Se formó la Asociación Mexicana de Médicos Residentes e Internos (AMMRI), con lo que se presentó un pliego petitorio de tres puntos esenciales: mejorar el nivel económico; gozar de seguridad en el empleo y tener una participación activa en los programas de enseñanza. Para levantar el paro se pedía el cumplimiento total de estos puntos.Mientras estos sucesos tenían lugar, Gustavo Díaz Ordaz tomó posesión de la presidencia de la República, heredando este problema que se dispersaba a nivel nacional con paros en 20 hospitales en la República Mexicana y 23 en la ciudad de México. En una primera reunión que tuvieron los médicos con él, manifestó una postura clara con respecto al conflicto: no resolver personalmente el problema, sino dejarlo en manos de autoridades menores.

 

Se comenzó una campaña de ataques hacia el movimiento y los médicos por parte de medios de comunicación y algunas sociedades médicas.
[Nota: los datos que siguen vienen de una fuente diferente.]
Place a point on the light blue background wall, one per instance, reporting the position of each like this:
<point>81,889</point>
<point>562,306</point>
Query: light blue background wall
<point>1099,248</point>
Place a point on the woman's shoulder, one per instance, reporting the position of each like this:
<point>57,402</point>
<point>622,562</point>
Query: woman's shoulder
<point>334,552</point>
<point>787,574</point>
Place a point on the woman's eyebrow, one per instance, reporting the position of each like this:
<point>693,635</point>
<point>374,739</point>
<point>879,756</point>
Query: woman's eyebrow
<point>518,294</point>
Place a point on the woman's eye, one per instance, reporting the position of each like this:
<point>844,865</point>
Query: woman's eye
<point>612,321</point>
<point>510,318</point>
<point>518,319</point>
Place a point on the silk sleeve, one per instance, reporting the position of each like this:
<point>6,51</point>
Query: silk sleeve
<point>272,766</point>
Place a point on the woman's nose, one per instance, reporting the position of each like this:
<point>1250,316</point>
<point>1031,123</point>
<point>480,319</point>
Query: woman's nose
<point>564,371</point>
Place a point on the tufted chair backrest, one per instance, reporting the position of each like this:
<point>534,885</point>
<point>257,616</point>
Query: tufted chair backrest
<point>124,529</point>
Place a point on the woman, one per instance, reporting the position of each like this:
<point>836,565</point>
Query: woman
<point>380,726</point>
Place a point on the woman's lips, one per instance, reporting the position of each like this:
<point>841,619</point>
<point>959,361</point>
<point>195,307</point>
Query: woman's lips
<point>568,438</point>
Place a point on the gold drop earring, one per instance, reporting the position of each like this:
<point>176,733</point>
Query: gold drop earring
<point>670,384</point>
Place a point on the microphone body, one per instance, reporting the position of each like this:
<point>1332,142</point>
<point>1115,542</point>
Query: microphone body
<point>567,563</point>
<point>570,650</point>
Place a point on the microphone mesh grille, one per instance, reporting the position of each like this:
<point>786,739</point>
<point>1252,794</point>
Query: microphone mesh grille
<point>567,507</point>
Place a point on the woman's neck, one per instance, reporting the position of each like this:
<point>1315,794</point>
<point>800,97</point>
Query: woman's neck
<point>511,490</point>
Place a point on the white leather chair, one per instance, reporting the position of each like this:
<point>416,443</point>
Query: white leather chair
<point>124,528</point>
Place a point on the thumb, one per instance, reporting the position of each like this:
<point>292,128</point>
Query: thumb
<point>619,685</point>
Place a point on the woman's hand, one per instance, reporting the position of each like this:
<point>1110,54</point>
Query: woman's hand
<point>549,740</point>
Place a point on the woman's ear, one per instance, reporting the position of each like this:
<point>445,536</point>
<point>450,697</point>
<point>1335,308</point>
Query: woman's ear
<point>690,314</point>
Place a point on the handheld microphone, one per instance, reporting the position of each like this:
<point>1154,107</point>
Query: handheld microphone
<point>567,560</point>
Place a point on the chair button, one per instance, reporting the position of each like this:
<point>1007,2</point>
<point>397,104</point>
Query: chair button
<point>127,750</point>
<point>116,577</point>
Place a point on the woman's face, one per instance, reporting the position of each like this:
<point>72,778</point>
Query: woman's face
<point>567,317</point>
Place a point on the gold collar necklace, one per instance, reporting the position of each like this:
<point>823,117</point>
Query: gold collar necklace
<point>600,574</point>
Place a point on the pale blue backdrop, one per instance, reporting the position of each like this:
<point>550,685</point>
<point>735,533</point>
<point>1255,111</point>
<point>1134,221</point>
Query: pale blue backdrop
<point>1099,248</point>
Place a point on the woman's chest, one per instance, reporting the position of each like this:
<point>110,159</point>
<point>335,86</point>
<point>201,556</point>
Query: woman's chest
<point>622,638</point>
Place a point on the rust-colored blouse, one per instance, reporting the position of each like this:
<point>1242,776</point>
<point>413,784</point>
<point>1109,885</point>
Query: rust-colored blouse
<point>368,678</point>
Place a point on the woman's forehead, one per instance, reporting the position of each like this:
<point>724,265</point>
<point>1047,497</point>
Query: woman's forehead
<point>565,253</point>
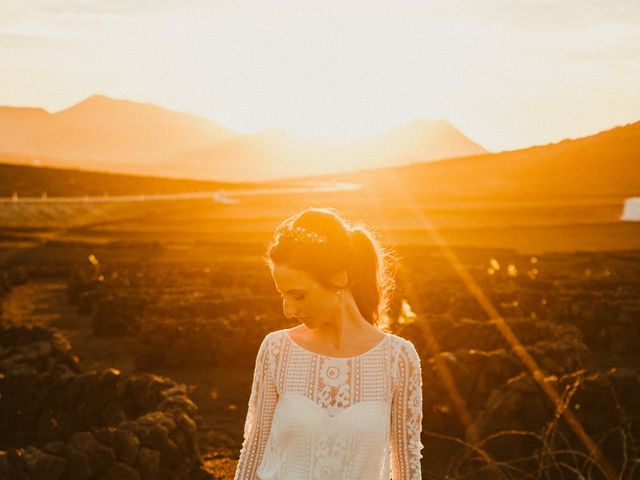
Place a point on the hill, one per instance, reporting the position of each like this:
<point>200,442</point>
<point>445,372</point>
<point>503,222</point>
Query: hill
<point>101,133</point>
<point>604,164</point>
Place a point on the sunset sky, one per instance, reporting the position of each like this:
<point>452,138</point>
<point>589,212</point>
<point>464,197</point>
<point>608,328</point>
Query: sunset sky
<point>508,74</point>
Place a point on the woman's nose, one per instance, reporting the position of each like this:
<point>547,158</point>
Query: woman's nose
<point>289,310</point>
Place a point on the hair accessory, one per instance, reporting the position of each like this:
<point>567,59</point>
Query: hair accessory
<point>301,234</point>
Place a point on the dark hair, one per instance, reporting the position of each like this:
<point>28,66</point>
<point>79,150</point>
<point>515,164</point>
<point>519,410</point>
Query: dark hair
<point>320,242</point>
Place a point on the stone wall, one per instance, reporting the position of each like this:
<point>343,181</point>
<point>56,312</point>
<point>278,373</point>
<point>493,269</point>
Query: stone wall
<point>59,423</point>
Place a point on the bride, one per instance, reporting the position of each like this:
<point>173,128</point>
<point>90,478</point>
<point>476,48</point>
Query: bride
<point>334,397</point>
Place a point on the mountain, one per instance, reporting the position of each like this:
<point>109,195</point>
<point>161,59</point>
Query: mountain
<point>101,133</point>
<point>606,164</point>
<point>276,153</point>
<point>104,133</point>
<point>582,172</point>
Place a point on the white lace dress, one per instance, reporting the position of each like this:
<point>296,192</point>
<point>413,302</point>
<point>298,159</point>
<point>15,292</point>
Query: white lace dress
<point>313,416</point>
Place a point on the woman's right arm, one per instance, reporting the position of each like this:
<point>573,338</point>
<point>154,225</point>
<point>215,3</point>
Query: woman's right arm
<point>262,403</point>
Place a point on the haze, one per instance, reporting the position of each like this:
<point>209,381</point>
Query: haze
<point>507,74</point>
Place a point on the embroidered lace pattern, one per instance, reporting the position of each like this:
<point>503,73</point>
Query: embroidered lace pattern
<point>312,416</point>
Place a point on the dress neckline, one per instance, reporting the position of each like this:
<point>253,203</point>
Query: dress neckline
<point>297,345</point>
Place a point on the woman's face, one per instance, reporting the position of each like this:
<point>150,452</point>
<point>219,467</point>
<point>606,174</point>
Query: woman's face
<point>304,298</point>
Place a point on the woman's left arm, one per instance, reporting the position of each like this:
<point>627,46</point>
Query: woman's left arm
<point>406,415</point>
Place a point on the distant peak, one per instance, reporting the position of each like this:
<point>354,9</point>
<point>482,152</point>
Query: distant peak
<point>102,101</point>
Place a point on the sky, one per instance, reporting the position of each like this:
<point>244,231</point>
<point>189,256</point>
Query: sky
<point>507,73</point>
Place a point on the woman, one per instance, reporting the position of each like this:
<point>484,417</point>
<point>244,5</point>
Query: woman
<point>334,397</point>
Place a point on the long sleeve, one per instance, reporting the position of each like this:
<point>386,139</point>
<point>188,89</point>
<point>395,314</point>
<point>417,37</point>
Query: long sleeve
<point>262,402</point>
<point>406,415</point>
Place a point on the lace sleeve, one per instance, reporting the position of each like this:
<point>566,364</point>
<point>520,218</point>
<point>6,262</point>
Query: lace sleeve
<point>406,415</point>
<point>262,402</point>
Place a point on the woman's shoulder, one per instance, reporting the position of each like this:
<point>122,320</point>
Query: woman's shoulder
<point>402,345</point>
<point>274,337</point>
<point>398,340</point>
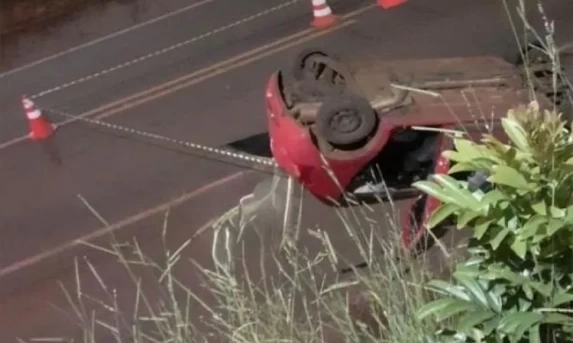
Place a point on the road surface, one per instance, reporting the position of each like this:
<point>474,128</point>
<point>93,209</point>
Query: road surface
<point>208,89</point>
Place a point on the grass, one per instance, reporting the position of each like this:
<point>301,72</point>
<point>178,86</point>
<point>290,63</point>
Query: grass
<point>292,294</point>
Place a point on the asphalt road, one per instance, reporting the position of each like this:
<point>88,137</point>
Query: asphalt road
<point>210,102</point>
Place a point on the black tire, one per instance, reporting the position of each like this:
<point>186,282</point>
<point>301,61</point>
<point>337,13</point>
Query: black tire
<point>345,120</point>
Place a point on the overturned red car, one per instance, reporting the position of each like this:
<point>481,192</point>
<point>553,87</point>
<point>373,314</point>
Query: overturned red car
<point>348,130</point>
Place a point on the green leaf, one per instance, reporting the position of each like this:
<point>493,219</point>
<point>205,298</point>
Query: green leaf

En la primera semana de mayo de 1964, la situación de los hospitales era crítica por lo que no solamente se solicitó la clausura del Hospital 20 de Noviembre, sino que se suspendieron sueldos, se rompió el diálogo conciliador, se abrieron plazas para suplir a los médicos que faltasen a sus labores y se levantaron actas por abandono de empleo. Hubo protestas de médicos, estudiantes de medicina y enfermeras, mientras en una forma paralela se intensificó la campaña de desprestigio por el grupo fantasma Comité Pro-Defensa de la Dignificación de la Clase Médica. El 26 de agosto de 1965 utilizando la fuerza pública se desalojaron a residentes e internos del hospital 20 de Noviembre, supliéndolos con médicos militares. Esto derivó en una escalada de apoyos a nivel nacional que solamente tuvo como constante la desaprobación de la televisión y la radio. Innumerables médicos fueron perseguidos, cesados, calumniados y amenazados, con lo que se estableció una serie de mecanismos de control, que persisten hasta ahora y para lo cual, casi no ha habido cambios. Internos y residentes siguen trabajando en exceso y prácticamente no tienen prestaciones. El sistema nacional de salud se encuentra rezagado en este sentido y muy probablemente estas condiciones no van a mejorar en el futuro.